Opioid use affects 70% of the population and is three times higher than opioid prescription rates in Europe. via Pain clinic offers alternatives to opioids
So painkillers kill the pain but in the long term, they become less effective. Surely it is worth looking for a solution that is not limited by the current physiological/anatomical understanding of the cause, nor by the approach of masking the pain. Maybe the answer relies more on the patient and their sense of empowerment? Science has now confirmed that pain can be lessened by increasing activity in the relaxation and motivational centers of the brain. Circuitry that would normally go to the pain processing centers would be pruned and the ones going to the relaxation and motivation centers of the brain would be nurtured. Basically where you put your attention and focused intention will train your brain to the results you are wanting to seek.

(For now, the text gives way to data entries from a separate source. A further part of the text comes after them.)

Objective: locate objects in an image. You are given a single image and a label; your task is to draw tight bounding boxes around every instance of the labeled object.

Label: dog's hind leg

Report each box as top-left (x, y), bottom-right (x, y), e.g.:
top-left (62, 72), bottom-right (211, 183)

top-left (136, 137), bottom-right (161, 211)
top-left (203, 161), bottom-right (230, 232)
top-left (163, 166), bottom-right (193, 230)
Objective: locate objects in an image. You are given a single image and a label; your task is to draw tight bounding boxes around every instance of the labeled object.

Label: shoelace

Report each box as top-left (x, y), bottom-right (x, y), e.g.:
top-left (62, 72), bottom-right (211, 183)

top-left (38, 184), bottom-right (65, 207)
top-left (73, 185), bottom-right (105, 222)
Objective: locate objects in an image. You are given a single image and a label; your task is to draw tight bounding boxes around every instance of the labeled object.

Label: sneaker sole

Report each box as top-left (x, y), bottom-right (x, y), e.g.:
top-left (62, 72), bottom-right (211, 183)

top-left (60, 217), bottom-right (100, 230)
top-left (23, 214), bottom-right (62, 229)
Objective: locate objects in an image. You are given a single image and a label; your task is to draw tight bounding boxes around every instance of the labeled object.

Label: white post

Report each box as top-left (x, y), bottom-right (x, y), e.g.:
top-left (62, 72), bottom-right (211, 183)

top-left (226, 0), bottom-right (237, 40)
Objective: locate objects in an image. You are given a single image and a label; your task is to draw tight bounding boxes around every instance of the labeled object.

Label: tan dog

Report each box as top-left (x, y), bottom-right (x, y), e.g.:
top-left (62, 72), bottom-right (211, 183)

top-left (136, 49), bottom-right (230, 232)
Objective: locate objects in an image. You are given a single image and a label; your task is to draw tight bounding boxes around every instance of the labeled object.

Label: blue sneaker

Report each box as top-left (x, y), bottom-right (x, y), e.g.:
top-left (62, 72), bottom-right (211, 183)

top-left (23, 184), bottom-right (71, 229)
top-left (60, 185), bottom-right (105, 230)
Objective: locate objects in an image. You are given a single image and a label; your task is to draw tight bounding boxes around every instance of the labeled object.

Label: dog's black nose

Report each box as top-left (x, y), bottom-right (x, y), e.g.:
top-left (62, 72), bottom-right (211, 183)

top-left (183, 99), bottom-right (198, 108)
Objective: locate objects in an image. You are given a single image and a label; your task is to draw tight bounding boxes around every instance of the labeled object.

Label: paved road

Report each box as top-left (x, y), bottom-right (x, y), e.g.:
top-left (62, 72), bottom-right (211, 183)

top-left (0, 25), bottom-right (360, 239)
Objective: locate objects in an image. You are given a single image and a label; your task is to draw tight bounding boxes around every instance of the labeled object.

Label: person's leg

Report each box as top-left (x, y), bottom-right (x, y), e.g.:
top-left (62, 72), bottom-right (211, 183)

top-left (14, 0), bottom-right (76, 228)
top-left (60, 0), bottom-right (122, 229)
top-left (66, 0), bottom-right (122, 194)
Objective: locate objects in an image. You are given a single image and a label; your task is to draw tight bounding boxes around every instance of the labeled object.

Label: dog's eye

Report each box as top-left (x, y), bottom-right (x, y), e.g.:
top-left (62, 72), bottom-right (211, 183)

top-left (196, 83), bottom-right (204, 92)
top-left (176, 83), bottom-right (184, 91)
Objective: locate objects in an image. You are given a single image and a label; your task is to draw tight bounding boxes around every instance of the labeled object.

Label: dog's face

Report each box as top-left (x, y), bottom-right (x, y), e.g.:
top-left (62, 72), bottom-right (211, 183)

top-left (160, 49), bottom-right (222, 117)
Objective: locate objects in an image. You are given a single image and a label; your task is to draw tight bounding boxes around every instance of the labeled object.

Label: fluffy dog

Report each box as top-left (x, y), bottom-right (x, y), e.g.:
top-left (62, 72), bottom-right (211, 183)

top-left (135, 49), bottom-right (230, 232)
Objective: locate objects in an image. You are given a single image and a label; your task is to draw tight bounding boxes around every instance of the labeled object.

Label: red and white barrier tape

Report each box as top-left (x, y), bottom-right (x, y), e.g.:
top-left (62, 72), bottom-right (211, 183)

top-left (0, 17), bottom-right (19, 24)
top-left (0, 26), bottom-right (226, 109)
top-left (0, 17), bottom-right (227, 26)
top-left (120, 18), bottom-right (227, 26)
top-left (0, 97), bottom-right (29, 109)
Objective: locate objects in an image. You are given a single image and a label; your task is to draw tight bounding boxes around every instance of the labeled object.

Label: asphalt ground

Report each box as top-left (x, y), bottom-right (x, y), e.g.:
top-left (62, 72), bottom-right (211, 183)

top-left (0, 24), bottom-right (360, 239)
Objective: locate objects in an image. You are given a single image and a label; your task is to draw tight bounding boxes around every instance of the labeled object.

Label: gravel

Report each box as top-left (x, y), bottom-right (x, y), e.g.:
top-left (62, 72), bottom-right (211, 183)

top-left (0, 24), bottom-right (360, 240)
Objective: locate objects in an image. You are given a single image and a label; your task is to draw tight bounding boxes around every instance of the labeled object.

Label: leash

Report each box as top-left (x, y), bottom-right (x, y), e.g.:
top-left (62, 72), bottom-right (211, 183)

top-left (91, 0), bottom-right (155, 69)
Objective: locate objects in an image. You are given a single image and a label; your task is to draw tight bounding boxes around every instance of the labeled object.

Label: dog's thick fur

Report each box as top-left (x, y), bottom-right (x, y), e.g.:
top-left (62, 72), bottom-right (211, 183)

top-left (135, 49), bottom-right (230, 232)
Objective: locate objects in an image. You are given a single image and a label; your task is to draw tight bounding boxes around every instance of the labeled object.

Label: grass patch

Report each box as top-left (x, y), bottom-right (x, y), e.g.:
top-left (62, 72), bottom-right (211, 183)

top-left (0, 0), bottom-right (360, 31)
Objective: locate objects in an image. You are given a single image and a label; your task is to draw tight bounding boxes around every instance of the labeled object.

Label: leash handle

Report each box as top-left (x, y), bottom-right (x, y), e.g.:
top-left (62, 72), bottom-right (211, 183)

Though there is much promise in rewiring our brains, it is interesting to see how memory and chronic pain might share similar pathways.
One of the keys to understanding chronic pain, according to De Koninck, is to pay attention to the similarities between long-lasting pain and another, very familiar, neurological process that makes some connections stick around longer than others: memory.
“Chronic pain is like “a maladaptive memory,” Basbaum explains. Both constitute patterns etched in your brain and nervous system that quicken the connections between “snake” and “poison” or between “bump” and “ouch.” Evidence has been piling up that chronic pain and memory share some of the same cellular mechanisms—and now, De Koninck’s work has shown that a neurochemical trick used to erase memory may be able to turn off chronic pain, too.”
To conclude, although we don’t yet fully understand how healing happens and we don’t have a full grasp of the science behind it, we know that some people can become pain-free or nearly so and the choices they have made are not what is currently under study. It may be wise to look beyond.